Effect of zinc supplementation on immune and inflammatory responses in pediatric patients with shigellosis.
Am J Clin Nutr. 2004 Mar ;79(3):444-50. PMID: 14985220
BACKGROUND: Several studies showed benefits of long-term zinc supplementation on the incidence, severity, and duration of diarrhea and on the incidence of respiratory infections. Prolonged zinc supplementation also improves cell-mediated immunity in severely malnourished children.
OBJECTIVE: We studied the effect of short-term zinc supplementation on intrinsic and specific immune and inflammatory responses in moderately malnourished children with acute shigellosis.
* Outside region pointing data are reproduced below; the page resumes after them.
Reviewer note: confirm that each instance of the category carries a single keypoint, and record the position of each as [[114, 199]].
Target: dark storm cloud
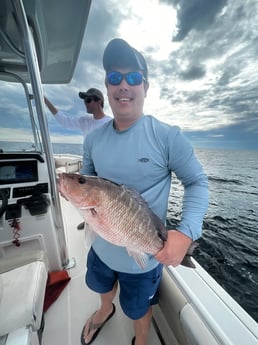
[[195, 15]]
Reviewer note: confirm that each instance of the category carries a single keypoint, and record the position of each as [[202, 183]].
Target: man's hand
[[174, 249]]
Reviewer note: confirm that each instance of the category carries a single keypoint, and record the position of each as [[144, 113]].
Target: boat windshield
[[19, 125]]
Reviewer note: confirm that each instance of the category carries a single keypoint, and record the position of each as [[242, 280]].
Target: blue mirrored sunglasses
[[132, 78]]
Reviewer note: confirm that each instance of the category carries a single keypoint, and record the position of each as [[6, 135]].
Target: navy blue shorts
[[137, 291]]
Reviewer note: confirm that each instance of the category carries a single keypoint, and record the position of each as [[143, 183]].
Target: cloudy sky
[[202, 59]]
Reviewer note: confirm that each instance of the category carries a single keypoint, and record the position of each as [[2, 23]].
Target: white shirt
[[86, 123]]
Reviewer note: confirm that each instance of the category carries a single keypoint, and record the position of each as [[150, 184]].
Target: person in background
[[140, 152], [94, 103]]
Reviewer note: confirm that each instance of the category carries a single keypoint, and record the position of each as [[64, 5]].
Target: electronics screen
[[18, 172]]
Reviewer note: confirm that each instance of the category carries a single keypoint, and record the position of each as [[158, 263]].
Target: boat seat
[[22, 292]]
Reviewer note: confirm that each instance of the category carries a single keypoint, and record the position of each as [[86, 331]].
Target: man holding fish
[[140, 153]]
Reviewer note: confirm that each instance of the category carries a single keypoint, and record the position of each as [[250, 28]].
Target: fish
[[118, 214]]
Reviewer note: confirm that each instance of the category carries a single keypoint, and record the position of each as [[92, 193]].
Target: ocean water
[[228, 248]]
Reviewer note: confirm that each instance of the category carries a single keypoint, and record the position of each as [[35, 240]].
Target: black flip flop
[[97, 326]]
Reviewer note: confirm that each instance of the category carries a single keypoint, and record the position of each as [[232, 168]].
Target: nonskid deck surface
[[65, 319]]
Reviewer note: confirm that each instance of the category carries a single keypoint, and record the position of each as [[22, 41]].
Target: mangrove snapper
[[117, 214]]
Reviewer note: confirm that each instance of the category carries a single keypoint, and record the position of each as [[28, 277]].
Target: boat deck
[[66, 317]]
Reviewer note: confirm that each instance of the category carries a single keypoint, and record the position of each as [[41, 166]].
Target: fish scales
[[122, 209], [117, 214]]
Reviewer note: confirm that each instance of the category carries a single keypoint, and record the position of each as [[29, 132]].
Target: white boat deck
[[66, 317]]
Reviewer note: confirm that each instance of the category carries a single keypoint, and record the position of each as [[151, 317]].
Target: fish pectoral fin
[[90, 235], [140, 258]]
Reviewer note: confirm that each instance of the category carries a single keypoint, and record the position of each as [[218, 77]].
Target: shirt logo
[[143, 160]]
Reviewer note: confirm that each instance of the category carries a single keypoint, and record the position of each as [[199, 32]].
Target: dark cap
[[119, 54], [92, 92]]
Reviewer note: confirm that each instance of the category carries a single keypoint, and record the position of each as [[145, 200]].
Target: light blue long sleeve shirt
[[143, 157]]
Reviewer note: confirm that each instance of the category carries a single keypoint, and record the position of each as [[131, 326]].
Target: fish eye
[[81, 180]]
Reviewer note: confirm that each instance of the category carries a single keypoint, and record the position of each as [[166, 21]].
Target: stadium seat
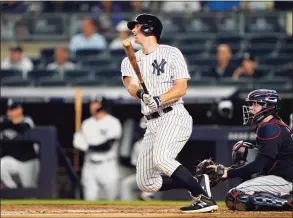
[[84, 53], [240, 82], [39, 73], [235, 48], [9, 73], [15, 81], [190, 40], [228, 39], [94, 63], [276, 61], [114, 81], [263, 39], [192, 50], [260, 51], [284, 72], [47, 53], [36, 61], [107, 72], [50, 82], [76, 74], [88, 82], [202, 81], [201, 61], [276, 82]]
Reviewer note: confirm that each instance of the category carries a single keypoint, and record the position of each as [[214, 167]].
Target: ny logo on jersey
[[159, 67]]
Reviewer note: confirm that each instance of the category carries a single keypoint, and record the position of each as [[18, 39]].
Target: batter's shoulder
[[268, 131], [126, 59]]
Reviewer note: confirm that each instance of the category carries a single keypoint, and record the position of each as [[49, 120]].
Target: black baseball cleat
[[202, 204], [204, 182]]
DESIGN: A randomized, double-blind, placebo-controlled trial was conducted in Shigella-infected children aged 12-59 mo. Elemental zinc (20 mg) and a multivitamin containing vitamins A and D, thiamine, riboflavin, nicotinamide, and calcium at twice the recommended dietary allowance were given daily for 2 wk to the zinc group (n = 28), whereas the multivitamin alone was given to the control group (n = 28). Standard antibiotic therapy was given to all patients.
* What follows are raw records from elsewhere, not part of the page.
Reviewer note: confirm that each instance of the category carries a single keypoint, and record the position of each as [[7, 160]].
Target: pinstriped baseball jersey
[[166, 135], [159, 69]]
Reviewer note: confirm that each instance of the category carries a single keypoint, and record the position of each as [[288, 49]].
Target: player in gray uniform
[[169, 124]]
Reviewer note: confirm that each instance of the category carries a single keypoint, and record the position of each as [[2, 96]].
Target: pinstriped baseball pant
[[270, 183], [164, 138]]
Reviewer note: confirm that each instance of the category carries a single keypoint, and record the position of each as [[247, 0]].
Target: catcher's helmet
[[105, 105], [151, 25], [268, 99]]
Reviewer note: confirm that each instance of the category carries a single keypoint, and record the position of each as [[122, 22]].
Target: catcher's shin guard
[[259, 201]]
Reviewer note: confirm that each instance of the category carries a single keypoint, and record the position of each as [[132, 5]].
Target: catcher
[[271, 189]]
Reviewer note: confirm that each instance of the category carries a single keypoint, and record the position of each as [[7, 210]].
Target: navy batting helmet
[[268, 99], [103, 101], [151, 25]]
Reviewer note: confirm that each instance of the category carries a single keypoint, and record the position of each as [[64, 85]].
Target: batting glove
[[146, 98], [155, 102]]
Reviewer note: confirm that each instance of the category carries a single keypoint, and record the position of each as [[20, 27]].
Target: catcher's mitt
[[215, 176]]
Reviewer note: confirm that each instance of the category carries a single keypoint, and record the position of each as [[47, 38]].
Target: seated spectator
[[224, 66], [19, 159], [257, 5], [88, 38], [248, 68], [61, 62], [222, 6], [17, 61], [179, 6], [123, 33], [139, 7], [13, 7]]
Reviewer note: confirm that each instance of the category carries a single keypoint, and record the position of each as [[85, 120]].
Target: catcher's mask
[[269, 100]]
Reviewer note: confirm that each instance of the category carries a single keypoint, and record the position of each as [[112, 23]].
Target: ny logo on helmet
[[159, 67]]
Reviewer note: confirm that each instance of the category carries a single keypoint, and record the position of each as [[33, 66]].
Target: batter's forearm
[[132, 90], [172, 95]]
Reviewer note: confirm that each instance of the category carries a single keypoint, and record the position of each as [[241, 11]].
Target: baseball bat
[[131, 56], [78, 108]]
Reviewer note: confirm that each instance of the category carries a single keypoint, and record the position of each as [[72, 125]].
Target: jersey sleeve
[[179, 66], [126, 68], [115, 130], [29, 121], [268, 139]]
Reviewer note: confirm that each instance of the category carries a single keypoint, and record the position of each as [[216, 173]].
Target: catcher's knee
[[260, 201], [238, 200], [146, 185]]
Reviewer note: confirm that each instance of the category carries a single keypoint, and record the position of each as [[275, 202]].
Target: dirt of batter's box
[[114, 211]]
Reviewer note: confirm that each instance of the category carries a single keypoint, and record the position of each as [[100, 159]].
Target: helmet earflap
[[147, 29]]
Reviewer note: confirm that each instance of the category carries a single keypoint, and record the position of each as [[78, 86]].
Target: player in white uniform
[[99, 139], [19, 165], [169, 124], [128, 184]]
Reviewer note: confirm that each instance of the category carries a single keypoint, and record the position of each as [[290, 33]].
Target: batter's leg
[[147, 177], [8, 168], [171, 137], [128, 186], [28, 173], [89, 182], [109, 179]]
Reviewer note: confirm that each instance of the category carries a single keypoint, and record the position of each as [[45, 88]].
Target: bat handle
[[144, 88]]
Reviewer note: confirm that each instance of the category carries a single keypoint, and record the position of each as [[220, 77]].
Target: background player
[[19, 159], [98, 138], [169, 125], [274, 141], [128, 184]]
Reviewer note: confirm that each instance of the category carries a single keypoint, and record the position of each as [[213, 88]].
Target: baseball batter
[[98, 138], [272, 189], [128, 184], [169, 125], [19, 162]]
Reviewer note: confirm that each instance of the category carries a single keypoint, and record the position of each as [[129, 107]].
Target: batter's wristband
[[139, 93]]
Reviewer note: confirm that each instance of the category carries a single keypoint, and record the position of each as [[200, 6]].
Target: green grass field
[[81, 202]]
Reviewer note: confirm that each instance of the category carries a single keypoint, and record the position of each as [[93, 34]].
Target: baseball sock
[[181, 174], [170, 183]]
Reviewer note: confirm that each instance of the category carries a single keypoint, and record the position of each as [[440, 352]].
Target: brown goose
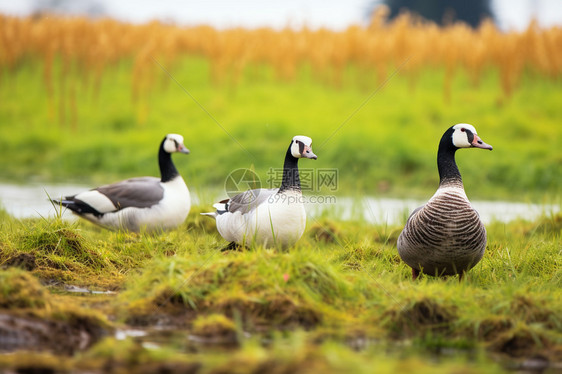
[[445, 236]]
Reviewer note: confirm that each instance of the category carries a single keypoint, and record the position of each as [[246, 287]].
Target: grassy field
[[75, 108], [382, 144], [340, 300]]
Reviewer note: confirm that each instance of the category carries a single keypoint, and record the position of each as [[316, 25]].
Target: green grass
[[340, 299], [388, 146]]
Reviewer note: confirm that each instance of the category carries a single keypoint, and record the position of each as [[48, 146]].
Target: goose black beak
[[307, 153], [478, 143]]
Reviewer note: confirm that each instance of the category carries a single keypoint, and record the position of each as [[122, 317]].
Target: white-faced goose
[[269, 217], [138, 203], [445, 236]]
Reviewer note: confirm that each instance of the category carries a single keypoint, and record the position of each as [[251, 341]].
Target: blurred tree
[[442, 12]]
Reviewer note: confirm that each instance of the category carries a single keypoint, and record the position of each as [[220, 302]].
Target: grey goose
[[135, 204], [446, 236], [268, 217]]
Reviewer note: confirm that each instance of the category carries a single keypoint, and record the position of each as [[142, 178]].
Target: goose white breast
[[269, 217]]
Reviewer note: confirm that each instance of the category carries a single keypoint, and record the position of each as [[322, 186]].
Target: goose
[[268, 217], [446, 236], [148, 203]]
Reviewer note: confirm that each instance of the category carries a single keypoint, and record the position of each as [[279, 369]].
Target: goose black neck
[[168, 170], [291, 179], [449, 173]]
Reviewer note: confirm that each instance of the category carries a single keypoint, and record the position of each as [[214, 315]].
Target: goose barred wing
[[249, 200]]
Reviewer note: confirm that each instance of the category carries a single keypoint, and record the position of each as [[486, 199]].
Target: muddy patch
[[58, 337]]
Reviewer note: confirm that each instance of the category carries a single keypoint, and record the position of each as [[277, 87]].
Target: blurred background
[[89, 88]]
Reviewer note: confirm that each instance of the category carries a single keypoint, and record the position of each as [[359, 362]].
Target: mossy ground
[[340, 299]]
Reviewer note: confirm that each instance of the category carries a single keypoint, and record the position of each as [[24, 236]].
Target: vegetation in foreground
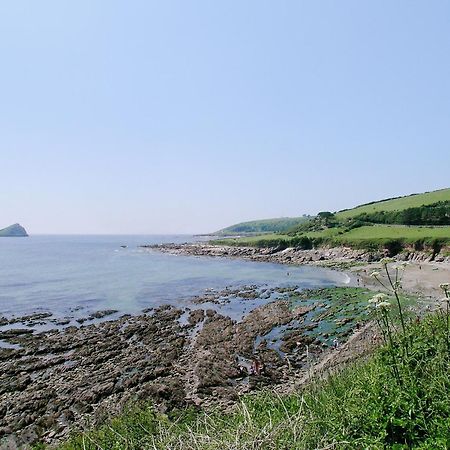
[[420, 221], [398, 398], [262, 226]]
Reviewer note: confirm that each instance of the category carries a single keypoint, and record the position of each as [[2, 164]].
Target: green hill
[[278, 225], [397, 204], [15, 230]]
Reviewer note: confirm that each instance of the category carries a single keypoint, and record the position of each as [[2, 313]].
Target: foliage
[[397, 204], [397, 398], [263, 226], [435, 214]]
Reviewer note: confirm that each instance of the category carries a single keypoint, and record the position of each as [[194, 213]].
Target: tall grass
[[366, 405]]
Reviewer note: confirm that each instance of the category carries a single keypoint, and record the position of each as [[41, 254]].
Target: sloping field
[[278, 225], [397, 204]]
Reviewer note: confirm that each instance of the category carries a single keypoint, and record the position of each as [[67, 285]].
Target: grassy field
[[398, 398], [370, 236], [251, 241], [401, 203]]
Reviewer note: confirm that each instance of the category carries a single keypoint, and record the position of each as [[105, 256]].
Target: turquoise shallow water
[[77, 275]]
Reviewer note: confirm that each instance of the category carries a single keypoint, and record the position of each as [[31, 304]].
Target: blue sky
[[187, 116]]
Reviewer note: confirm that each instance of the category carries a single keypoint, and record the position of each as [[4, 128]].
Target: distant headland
[[15, 230]]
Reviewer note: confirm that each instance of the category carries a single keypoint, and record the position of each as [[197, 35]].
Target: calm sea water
[[77, 275]]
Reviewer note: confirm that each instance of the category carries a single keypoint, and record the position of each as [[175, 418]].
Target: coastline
[[59, 379]]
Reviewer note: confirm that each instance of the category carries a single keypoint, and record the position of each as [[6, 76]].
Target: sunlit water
[[73, 276]]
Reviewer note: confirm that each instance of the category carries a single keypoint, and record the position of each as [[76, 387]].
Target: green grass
[[362, 237], [363, 406], [410, 233], [397, 204], [278, 225], [250, 241]]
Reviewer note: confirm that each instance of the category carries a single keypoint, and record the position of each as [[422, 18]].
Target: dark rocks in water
[[15, 230], [14, 332]]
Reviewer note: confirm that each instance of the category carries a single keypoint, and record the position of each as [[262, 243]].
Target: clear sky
[[187, 116]]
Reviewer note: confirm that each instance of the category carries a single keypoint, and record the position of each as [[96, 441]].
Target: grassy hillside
[[15, 230], [397, 204], [358, 227], [278, 225], [371, 237]]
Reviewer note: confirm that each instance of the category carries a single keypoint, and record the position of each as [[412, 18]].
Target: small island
[[15, 230]]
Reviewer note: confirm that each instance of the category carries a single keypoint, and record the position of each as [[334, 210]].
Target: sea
[[75, 276]]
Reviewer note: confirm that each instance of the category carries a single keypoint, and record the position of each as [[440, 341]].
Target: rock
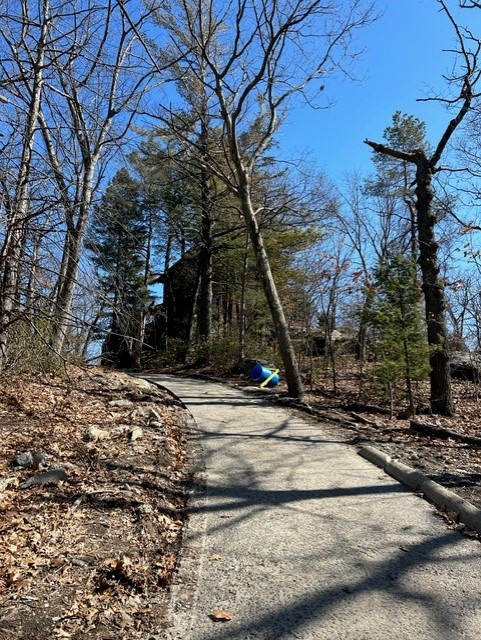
[[155, 415], [136, 433], [24, 460], [4, 483], [53, 476], [40, 458], [122, 402], [141, 412], [142, 384], [93, 434], [120, 430]]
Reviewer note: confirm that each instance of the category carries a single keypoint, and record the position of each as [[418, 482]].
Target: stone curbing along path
[[299, 538], [444, 499]]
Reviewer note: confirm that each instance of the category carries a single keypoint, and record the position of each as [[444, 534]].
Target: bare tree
[[255, 59], [427, 166], [97, 81], [26, 62]]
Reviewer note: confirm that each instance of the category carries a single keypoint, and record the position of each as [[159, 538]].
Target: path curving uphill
[[292, 535]]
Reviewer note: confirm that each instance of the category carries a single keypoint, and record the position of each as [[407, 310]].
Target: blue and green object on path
[[265, 376]]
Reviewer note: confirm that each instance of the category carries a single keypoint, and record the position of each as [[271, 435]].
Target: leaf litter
[[89, 550]]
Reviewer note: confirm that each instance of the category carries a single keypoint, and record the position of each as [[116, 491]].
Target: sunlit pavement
[[296, 536]]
RESULTS: Serum zinc concentrations increased in both groups during convalescence; however, zinc supplementation showed a significant effect. The lymphocyte proliferation response in the zinc group increased relative to that in the control group (P = 0.002), but no significant effects were seen on concentrations of cytokines (interleukin 2 and interferon gamma) released from mitogen-stimulated mononuclear cells or on concentrations of cytokines (interleukin 2, interferon gamma, and interleukin 1beta) in feces. Among the antigen [lipopolysaccharide and invasion plasmid-encoded antigen (Ipa)]-specific antibodies, plasma Ipa-specific immunoglobulin G responses at day 30 were significantly higher in the zinc group than in the control group. However, the 2 groups did not differ significantly in the other antigen-specific responses in plasma and stool.
CONCLUSION: A 14-d course of zinc supplementation during acute shigellosis increases the lymphocyte proliferation response and the Ipa-specific immunoglobulin G response.